Dynamics of the upper respiratory tract microbiota in COVID-19 patients and its association with the fatality
Although no significant difference in alpha diversity was observed between the recovered and deceased patients (Fig. 5A), an increasing trend of alpha diversity over time was observed in some deceased patients (Fig. S4A). We found this phenomenon was associated with the codominance of both pathogenic microbes and commensal microbes in their microbiotas (Fig. S4B).
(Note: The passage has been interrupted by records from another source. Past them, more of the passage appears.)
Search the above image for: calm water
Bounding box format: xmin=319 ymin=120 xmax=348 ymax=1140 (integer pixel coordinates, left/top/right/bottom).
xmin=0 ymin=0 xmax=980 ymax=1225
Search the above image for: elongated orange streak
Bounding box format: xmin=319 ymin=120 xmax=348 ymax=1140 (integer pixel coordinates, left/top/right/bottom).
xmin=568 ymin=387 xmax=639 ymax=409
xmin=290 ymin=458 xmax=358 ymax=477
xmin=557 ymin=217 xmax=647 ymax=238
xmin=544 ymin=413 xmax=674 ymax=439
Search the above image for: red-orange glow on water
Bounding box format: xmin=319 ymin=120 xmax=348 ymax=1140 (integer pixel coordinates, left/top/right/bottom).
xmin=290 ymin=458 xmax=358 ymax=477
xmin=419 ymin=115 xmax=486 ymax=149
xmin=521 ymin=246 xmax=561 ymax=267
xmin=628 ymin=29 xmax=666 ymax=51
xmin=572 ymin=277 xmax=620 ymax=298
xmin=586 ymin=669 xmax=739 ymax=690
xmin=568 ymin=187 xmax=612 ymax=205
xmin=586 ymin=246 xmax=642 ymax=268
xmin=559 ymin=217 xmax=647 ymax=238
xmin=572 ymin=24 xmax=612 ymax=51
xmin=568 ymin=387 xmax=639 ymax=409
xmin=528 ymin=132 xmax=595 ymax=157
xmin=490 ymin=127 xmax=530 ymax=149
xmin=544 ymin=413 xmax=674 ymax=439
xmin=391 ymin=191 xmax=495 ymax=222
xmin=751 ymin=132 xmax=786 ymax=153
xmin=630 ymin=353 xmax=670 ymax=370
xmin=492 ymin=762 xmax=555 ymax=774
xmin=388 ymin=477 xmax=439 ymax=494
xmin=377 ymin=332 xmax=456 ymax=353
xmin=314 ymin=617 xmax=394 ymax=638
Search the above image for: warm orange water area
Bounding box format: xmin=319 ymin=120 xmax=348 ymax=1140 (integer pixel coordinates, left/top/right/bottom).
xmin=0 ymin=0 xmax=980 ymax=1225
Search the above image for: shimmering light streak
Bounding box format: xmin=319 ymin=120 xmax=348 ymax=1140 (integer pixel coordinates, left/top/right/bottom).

The dynamic change of microbiota was then visualized as transitions between different CSs (Fig. 5B). Multivariate logistic regression identified fatality as the only factor associated with CS transition (p<0.01). Therefore, the analysis was conducted for recovered and deceased patients, separately (Fig. 5B). Most CSs (73.5%) at T1 transited to CS1 at T2 in recovered patients, while only 33.3% CSs transited to CS1 in deceased patients (p<0.05). Notably, CS1 had the lowest CFR among all CSs (12.4% at T1, 4.7% at T2, p<0.001) and tended to be more resistant to co-/secondary infections compared to other CSs (6.6% vs. 19.0%, p<0.001). Meanwhile, 42.1% CSs transited to the three most fatal CSs (CS7, CS8, and CS11) in deceased patients, whereas only 1.6% CSs transited to the fatal CSs in recovered patients (p<0.001, Fig. 5B). Concordantly, expansions of Streptococcus (dominant genus for CS1) were more frequently observed in recovered patients than that in deceased patients (47.6% vs.15.0%, P<0.05, Fig. 5C). Meanwhile, the expansion of Enterococcus and Candida (dominant genera for CS7 and CS8) was more frequently observed in deceased patients (P<0.05, Fig. 5C). Thus, not only the microbiota compostion, but also the dynamics of the microbiota differed between recovered and deceased patients.
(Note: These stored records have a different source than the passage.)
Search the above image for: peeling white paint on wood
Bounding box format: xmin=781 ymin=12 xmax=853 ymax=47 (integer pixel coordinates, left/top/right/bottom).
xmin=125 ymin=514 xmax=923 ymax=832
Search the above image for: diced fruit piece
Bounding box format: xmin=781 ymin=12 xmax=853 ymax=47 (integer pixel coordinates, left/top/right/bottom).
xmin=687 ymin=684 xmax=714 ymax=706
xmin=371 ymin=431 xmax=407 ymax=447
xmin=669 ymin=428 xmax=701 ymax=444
The transition dynamics was further modeled as a Markov chain. The self-transition proportion of CS1 was significantly higher than other CSs (p<0.001, Fig. 5D). Moreover, we found that patients with more samples assigned to CS1 tended to have a low CRF (Fig. S4C), suggesting that CS1 represented a health status. In addition, the transition from deleterious CSs (CS7, CS8, and CS11) to CS1 was less frequent compared to other CSs (Fig. 5D), suggesting severe dysbiotic microbiota cannot recover in a short time. Besides CS1, all other CSs had a low self-transition rate (< 0.29), suggesting that they were unstable and probably represented an intermediate state.
The magnitude of microbiota change in the deceased group was higher than that in the recovered group and tended to be increased over time (r=0.31, p=0.07, Fig. 5E). A similar trend was observed when using the Bray-Curtis distance to HC (Fig. 5F). Strikingly, the distance to HC increased in the deceased patients over time but tended to decline in the recovered group (Fig. 5F). Specifically, Streptococcus and Schaalia were the two genera whose abundance was significantly approaching the level in HC during hospitalization (Fig. S4D,E). Of note, the distance from the recovered group to HC at T2 was still significantly greater than that within HC, indicating that the URT microbiota was not restored at discharge.
Microbial network in COVID-19 patients
To gain insights into the microbial interactions in COVID-19 patients, we constructed the interaction network based on microbes' co-occurrence. The network analysis revealed that the correlation between genera in deceased patients was sparser and more fragmented than that in recovered patients and HC at both T1 and T2 (Fig. S5), suggesting decreased biotic interactions in deceased patients, which was associated with a more fragile microbiota26. The components of a "core" healthy microbiota, including Prevotella, Veillonella, Campylobacter, Leptotrichia, Fusobacterium and Selenomonas27, were more closely linked in the network of HC and recovered patients than that of deceased patients, suggesting that the aggregation status of the network may reflect the homeostasis and resistance of the microbiota.